Herman Wouk’s War and Remembrance, published in 1978, is a beautifully written work that tells the story of America at war through the experiences of a family in the midst of it.
It’s fiction but wrapped in a strong foundation of history and research. As Wouk says “I trust that knowing readers will find that it has been presented responsibly and with care.”
The book covers the reaction to Pearl Harbour, debates about isolationism and exceptionalism, the slow and messy mobilisation of America for war and the unfolding military and production successes that followed – some a product of chance and luck, others from simple human courage and, in the end, emerging technological and production prowess.

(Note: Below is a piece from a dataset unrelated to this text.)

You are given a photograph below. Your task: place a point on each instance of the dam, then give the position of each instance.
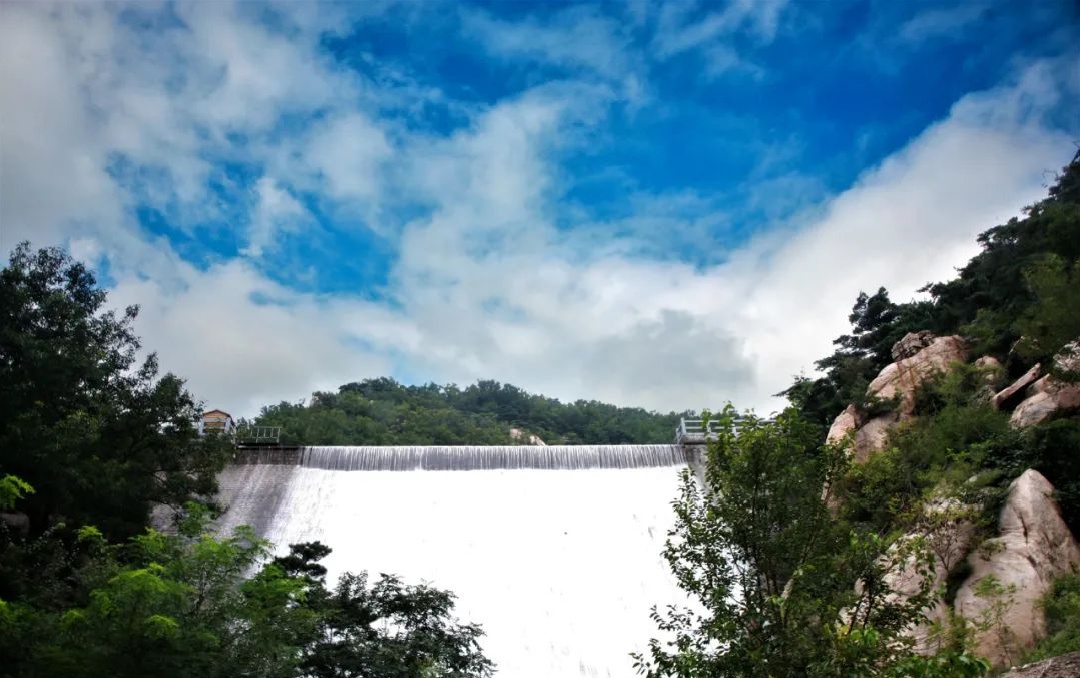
(555, 551)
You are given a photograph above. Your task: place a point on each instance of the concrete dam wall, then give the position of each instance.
(555, 551)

It has plenty of the chaos and failures in war, including strategic errors on the Eastern Front and around Singapore, poorly designed torpedoes – and wandering aircraft in search of targets, on both sides of key battles.
It switches between the Pacific, Middle Eastern and European experiences of the war and a domestic America full of the concerns and interests of a country not quite convinced it is at war until well into it.
Churchill, Stalin and Roosevelt’s meetings and manoeuvrings are here too, told from the vantage of a US Navy captain who is pulled between Hawaii, Washington, Moscow, Los Alamos and key summits like the one in Tehran in 1942.
But it’s the human element that Wouk conveys best. Even in his telling of the Battle of Midway, the experiences of young pilots and older ship captains is woven in and out. The strains and impossible choices facing a small group of people trapped in German-dominated Italy and later Vichy France are told with empathy and realism.
And Wouk is wise about the common political and individual human tendency to discount the awful and horrific when it isn’t graphically and immediately present – with the story of the halting and almost wilfully blind response to the Holocaust until far too late that’s prominent through the book.
Wouk wrote for a purpose that matters now as much as when he put the pen down. His foreword tells us what that was.
“I have faith that the human spirit will prove equal to the long, heavy task of ending war.
Against the pessimistic mood of our time, I think that the human spirit – for all its dark side – is in essence heroic. The adventures narrated in this romance aim to show that essence in action.
The beginning of the end of War lies in Remembrance.”